In this section, we extend our discussion of MCMC to the case when we wish to estimate two unknown parameters. Suppose 
\[ Y_i|\mu,\sigma \sim N(\mu,\sigma), i = 1,2,...,n,\]
where $Y_i$'s are independent. Suppose further that the prior distributions are
\[ \mu \sim N(0,100),\]
and 
\[ \sigma \sim \chi^2(2),\]
where $\mu$ and $\sigma$ are independent. As we are using non-conjugate prior distributions, the actual posterior distribution is unknown.
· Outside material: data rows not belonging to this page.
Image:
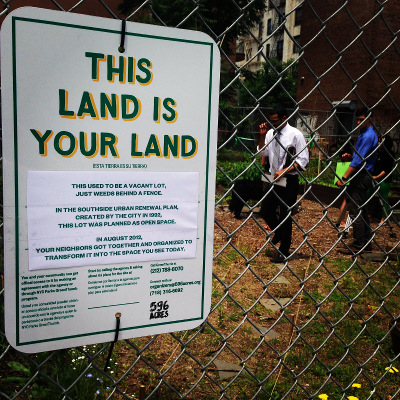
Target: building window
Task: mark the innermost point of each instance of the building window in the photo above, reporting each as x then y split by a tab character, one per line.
297	16
279	50
296	44
269	26
260	29
248	53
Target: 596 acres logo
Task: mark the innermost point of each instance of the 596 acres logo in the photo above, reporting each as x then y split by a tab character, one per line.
159	309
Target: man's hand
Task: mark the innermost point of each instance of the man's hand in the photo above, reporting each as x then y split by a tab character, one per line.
339	183
279	174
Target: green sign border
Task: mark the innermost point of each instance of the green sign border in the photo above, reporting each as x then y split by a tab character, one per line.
16	164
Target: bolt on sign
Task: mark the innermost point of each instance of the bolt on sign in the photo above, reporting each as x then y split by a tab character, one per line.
109	158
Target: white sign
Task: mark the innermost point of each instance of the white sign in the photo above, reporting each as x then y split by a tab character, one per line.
109	165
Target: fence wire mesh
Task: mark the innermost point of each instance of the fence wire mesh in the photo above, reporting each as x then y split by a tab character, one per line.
320	323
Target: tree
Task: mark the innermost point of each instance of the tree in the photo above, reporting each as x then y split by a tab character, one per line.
257	84
212	17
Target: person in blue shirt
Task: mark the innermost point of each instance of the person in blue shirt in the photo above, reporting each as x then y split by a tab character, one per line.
359	175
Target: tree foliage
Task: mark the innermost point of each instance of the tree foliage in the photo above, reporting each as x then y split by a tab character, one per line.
212	17
262	87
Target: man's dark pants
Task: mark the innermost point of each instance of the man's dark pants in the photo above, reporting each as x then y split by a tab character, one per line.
281	198
357	196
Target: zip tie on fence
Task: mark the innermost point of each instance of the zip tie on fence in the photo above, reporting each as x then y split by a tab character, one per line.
121	47
118	318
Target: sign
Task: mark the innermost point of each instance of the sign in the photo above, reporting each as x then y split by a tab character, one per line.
109	165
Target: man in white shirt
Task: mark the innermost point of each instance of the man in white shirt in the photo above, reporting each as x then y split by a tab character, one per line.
286	150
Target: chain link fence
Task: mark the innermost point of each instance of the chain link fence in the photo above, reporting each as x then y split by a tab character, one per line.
319	325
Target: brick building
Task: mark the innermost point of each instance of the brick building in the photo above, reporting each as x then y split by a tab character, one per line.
351	58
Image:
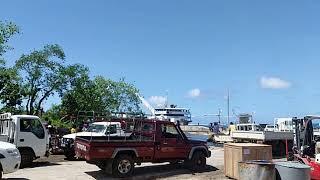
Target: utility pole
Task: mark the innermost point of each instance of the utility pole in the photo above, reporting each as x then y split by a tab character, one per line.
228	106
219	115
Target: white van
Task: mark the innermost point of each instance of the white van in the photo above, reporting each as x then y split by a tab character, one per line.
27	133
10	158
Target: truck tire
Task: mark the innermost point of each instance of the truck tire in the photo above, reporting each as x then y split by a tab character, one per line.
70	155
198	161
122	166
27	157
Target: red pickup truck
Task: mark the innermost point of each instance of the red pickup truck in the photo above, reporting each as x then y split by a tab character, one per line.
143	141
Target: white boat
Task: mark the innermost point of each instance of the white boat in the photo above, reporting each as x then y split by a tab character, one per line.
174	114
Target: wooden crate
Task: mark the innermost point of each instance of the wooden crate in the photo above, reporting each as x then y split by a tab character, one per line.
236	152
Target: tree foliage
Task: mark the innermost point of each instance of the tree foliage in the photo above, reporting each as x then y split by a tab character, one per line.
100	95
7	30
44	74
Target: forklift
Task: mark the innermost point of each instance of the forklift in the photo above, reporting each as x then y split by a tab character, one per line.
306	148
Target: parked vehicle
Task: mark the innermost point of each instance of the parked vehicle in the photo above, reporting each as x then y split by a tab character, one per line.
271	128
27	133
306	151
95	129
149	141
10	158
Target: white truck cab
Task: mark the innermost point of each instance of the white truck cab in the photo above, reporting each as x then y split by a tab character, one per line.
10	158
28	134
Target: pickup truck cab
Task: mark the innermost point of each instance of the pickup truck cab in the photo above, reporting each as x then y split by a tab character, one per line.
94	129
10	158
153	141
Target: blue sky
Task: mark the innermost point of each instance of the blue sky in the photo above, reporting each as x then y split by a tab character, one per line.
267	52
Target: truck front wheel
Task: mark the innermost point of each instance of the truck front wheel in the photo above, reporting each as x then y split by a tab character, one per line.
27	157
197	162
123	166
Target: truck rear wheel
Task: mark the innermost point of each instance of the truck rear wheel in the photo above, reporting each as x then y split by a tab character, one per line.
198	161
70	155
27	157
123	166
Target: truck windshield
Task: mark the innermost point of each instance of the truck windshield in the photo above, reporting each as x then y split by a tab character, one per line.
98	128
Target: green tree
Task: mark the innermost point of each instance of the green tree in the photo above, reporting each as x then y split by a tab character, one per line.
100	95
44	73
7	30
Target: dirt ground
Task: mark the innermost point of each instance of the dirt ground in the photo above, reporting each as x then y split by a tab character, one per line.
55	167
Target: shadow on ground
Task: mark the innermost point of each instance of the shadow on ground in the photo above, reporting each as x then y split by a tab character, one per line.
41	164
153	172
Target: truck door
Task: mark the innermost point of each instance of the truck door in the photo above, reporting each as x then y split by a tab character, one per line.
171	145
32	134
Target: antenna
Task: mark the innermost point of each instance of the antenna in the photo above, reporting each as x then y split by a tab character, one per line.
228	106
166	103
219	115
We simulate $10$ observations from the $N(5,2)$ distribution and use these observations to estimate the posterior means of $\mu$ and $\sigma$. As the data are sampled from a $N(5,2)$ distribution, and because the priors are not terribly informative, we expect that the estimated posterior means of $\mu$ and $\sigma$ are (roughly speaking) close to $5$ and $2$, respectively. 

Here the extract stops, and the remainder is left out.